South Africa's core fundamental risk is governance. Investors are unsure whether President Jacob Zuma will strive to keep fiscal accounts in strong shape. On December 9, Zuma decided to replace a respected appointee, Nhalanhla Nene, with a less known name, David Van Rooyen, to the Minister of Finance seat.
Van Rooyen was seen as inexperienced and less market-friendly. The backdrop for the switch followed several disagreements between Zuma and Nene on funding SAA (South African Airways) plane acquisitions and a potential nuclear energy project.
We believe the dust may settle now but would maintain a bearish bias because headline inflation may increase in the near future on seasonality and the current account deficit remains a concern.
Changing MinFins likely worried investors overexposed to the local bond market. We therefore have forecasted USD/ZAR at 16.50 levels for the end of Q1 of 2016.
Hedging strategy: Debit call spread (USD/ZAR)
Since we expect USD/ZAR to evidence a vigorous upswings, South Africa's rand deteriorates more than 1% against U.S. dollar to 15.7600 despite positive SA's PPI figures. Today South Africa released PPI data at 1.6% m/m vs 0.2% previous release.
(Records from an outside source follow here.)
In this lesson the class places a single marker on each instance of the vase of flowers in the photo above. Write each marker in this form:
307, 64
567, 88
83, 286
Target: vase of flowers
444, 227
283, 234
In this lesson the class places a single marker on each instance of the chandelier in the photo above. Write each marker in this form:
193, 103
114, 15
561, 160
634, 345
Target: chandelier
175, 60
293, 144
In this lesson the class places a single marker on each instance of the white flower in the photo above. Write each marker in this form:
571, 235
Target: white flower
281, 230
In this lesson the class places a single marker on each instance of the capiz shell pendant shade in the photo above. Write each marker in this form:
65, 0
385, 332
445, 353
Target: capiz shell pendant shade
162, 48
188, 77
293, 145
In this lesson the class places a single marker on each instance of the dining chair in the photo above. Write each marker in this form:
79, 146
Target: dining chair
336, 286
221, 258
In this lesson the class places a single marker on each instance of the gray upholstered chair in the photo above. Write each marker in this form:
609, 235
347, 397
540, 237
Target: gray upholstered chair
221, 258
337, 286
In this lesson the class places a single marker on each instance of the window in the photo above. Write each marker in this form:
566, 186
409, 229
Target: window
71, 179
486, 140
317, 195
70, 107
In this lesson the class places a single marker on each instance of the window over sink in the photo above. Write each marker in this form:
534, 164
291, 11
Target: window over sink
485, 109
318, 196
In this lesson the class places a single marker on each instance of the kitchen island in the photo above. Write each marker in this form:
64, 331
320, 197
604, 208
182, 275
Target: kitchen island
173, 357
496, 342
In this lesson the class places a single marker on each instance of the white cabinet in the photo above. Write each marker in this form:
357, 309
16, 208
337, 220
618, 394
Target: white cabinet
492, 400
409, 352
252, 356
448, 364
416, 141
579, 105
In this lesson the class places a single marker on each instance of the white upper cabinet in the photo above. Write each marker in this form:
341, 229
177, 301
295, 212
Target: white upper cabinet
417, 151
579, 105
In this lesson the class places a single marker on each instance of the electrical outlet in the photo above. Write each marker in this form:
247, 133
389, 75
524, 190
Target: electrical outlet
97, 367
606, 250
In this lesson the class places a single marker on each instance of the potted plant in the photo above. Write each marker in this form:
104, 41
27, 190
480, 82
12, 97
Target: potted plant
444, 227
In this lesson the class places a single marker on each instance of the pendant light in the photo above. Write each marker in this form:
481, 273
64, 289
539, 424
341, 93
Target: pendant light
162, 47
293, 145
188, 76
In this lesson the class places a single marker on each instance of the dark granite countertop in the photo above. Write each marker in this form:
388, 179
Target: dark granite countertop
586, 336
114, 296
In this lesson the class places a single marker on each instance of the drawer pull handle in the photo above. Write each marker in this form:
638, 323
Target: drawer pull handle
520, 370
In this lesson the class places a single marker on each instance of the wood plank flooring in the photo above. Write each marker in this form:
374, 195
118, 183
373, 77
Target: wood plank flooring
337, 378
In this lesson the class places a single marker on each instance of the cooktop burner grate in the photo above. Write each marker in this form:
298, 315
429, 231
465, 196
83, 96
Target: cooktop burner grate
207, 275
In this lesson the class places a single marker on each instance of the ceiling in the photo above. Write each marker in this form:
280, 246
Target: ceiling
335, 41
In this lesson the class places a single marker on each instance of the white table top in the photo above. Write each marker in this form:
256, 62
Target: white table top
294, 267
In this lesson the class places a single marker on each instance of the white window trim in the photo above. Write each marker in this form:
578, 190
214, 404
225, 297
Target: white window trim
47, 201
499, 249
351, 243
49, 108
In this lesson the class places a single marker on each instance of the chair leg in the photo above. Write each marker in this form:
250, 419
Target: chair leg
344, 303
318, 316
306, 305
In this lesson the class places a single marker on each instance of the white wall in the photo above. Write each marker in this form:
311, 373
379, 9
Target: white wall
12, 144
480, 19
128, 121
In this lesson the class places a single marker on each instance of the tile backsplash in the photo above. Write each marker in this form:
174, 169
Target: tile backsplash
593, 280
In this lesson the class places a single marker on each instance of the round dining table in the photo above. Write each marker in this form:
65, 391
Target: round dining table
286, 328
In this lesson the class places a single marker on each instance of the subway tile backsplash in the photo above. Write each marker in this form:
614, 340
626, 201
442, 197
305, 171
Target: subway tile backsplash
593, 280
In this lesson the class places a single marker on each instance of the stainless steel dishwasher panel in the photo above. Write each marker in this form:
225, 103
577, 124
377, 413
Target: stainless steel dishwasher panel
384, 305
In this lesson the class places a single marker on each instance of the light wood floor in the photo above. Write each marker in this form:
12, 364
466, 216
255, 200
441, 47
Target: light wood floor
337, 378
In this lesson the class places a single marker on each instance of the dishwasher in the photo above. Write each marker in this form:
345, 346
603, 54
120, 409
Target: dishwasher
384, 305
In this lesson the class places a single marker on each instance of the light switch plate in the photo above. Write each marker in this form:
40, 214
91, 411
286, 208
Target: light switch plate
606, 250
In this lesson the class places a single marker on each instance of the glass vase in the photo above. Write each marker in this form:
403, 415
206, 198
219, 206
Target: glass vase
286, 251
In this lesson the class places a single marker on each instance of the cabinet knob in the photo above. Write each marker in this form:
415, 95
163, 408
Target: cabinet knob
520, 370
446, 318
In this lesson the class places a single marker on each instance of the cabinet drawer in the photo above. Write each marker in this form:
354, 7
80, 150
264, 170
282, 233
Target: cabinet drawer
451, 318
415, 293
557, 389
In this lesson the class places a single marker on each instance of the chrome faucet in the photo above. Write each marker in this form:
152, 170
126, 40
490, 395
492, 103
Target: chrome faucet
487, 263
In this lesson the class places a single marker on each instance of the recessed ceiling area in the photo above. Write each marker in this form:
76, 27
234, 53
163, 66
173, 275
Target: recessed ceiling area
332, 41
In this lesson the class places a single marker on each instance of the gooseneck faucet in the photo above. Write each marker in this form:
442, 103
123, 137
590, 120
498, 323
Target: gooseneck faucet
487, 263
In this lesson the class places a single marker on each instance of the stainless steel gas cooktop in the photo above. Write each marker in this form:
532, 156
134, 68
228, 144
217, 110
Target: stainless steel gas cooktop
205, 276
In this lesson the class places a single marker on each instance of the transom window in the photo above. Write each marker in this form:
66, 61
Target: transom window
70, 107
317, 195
The long term trend being uptrend and we don't want to buck this trend, hence, buy 1M (1%) in the money 0.51 delta call option while shorting 1W (1%) out of the money call option for net debit.
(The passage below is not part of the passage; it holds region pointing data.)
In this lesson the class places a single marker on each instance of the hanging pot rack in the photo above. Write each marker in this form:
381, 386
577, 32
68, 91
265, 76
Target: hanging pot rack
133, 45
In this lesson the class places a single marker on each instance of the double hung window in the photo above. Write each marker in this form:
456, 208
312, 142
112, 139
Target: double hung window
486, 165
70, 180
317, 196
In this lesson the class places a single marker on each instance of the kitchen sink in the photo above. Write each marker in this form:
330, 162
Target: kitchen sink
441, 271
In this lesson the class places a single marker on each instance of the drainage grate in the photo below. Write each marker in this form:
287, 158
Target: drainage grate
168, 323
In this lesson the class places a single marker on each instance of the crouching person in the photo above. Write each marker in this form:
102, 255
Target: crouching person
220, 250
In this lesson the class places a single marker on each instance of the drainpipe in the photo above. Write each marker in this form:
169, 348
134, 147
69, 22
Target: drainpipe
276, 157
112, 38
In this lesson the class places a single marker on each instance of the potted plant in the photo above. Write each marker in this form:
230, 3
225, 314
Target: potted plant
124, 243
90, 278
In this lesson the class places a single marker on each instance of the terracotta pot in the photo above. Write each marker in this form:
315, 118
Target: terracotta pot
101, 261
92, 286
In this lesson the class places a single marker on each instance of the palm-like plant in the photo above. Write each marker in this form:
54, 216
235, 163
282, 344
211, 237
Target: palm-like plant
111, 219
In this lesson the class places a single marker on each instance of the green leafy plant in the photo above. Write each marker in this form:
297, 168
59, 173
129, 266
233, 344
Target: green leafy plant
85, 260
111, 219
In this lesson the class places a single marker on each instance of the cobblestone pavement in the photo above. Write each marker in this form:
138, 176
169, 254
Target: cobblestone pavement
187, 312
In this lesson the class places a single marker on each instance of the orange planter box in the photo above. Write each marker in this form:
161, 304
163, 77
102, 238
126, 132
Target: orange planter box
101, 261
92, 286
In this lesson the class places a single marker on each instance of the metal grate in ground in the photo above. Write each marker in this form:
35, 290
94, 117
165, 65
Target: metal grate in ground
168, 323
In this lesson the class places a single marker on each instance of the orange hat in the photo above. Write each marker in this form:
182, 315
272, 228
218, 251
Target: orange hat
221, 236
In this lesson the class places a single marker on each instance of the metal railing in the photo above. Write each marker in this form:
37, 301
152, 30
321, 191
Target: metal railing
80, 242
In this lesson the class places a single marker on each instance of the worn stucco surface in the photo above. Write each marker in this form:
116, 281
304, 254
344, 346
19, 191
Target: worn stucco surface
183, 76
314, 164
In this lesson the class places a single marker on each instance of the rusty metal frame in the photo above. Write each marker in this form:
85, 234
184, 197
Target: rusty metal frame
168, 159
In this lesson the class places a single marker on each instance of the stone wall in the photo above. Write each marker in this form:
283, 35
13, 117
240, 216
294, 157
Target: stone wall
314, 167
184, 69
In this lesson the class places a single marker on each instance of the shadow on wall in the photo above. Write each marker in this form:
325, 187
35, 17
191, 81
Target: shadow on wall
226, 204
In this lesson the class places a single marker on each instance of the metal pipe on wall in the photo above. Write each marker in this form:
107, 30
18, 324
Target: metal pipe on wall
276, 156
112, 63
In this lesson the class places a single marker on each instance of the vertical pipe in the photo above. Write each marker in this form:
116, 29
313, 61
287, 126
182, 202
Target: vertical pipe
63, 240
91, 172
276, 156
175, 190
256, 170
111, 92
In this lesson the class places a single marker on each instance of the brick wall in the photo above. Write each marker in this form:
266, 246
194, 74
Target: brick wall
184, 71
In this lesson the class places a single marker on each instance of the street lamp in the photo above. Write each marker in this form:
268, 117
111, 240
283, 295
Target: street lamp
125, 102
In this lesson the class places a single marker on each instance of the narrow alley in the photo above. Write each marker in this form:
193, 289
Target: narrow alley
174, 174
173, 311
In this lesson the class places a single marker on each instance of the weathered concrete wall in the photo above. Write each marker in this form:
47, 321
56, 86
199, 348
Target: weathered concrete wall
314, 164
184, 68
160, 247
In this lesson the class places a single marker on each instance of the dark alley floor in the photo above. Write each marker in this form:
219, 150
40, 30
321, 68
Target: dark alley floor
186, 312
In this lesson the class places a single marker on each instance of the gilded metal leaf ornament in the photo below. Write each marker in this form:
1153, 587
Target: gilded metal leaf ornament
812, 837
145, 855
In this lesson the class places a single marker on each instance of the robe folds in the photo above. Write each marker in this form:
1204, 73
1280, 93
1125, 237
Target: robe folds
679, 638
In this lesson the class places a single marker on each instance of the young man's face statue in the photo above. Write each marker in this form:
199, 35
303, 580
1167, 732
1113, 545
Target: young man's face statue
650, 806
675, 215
Risk Reward profile: An investor will also turn to this spread when there is discomfort with either the cost of purchasing and holding the long call alone, or with the conviction of his bullish market opinion. Maximum loss for this spread will generally occur as USDZAR declines below the lower strike price. If both options expire out-of-the-money with no value, the entire net debit paid for the spread will be lost.
Please be noted that the tenor shown in the diagram is only demonstration purpose, use appropriate tenor as stated in the strategy.